「無理無理無理!やだやだやだ!!あんなとこ行ったら死ぬ!死んじゃうっ!」
「…大丈夫だから。」
ああ、この邪気のない微笑み。
「ちゃんと、見ててやる。転んだら、受け止めてやる。…俺が、信用出来ないか? 」
「し、……んようって…」
いつになく真剣な物言いに、いつもと違う何かを感じた。
どうしたの、トウマ。
信用?
信用、なんて。
「あたし、トウマには全幅の信頼を置いてます。」
してるに、決まってるじゃない。
「…あなたがキッカケでこの世界に足を踏み入れて、あなたの背中を見て、あなたに教わったことの全てで、いまDJをしてるの。

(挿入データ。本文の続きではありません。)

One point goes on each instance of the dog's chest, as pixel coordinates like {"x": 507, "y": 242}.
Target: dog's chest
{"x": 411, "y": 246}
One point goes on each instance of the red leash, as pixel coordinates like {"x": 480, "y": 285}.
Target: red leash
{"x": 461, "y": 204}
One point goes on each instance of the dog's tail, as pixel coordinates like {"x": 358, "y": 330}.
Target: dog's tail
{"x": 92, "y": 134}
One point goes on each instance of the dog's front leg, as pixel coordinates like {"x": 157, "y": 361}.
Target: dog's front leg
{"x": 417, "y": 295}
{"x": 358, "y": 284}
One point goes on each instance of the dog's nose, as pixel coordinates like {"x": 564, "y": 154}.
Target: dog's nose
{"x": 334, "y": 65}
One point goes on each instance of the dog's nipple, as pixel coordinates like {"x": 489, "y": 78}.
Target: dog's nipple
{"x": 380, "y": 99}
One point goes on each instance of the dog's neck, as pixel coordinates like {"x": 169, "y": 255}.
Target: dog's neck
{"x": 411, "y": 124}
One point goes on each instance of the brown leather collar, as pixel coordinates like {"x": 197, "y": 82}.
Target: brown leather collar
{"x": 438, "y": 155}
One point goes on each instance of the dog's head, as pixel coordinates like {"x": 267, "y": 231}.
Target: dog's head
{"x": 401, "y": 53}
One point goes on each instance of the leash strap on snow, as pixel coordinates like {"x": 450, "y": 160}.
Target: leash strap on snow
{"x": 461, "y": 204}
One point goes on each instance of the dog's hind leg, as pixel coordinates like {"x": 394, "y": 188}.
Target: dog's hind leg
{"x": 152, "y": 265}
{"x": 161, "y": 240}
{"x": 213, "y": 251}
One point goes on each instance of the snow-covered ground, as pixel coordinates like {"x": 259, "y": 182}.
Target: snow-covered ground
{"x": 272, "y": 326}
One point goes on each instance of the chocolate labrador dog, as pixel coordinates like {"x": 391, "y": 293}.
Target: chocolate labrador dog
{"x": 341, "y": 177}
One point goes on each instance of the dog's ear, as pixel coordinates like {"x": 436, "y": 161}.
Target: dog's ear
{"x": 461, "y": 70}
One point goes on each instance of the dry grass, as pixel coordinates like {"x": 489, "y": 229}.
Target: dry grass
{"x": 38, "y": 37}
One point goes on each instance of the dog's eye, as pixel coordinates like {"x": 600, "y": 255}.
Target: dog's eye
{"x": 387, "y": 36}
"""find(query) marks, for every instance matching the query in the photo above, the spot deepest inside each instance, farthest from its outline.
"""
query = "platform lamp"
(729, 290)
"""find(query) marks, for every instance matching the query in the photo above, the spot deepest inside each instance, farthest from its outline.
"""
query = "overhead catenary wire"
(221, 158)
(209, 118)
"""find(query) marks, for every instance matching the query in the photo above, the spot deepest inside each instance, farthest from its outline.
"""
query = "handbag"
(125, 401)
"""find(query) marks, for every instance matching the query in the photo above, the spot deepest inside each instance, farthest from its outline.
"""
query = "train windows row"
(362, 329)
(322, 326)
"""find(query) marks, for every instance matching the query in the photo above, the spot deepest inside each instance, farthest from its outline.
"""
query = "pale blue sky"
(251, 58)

信用なんて、120%してます。当たり前じゃない!」
そうだよ。
何を言い出すの、突然。
「ぶっ!」
で、コラ。
横を向いて、吹き出したわね?
……って。
なんて、笑顔なの。
少年みたいに、無邪気に。
「お前はほんっとに予測不可能な反応をしてくれるよな。」
「はい?」
あなたこそ、予測不能なんですけれども。
「なら、行くぞ。俺のこと、信用してんだろ。…ほら、」
そう言って、トウマが右手を差し出すから。
思わず…思わずあたしも左手を差し出して、手を繋ごうとしてしまったのだけど。
(不可抗力だ!わるくない!あたしはわるくない!!)
そしたら今度は意地悪そうな笑みでトウマが言った。
「…違う、板。」
「へ?」
「お前の板も担いでやるから、貸せという意味だ。」
「…………っ////!!」
「…っとに、お前は。」
うわぁあぁあぁあぁあぁ!!!何やってんだあたしぃーーーー!!!手繋ぎとか馬鹿じゃないのっ!?
恥ずかしい!
恥ずかしい!!
恥ずかしい!!!
もう今すぐ雪に穴掘って埋まりたい!そして凍死したい!!神様!あたしの命を今すぐにーーーーっ!!
「………ぃな。」
・・・・ん?
気付いた時にはもうスタスタと前を歩くトウマがいたのだけど。
なんか、いま…
気のせいかな。
去り際に「可愛いな」って聞こえたような気がするんですけど、でもこれは妄想による幻聴かもしれないしかなり都合のいい解釈でしてあの人がそんなことあたしに言ってくれるはずもないし…
「サラ、置いてくぞっ!」
いかん、そろそろ大魔王様ったら本気でイラっとしてらっしゃるわ。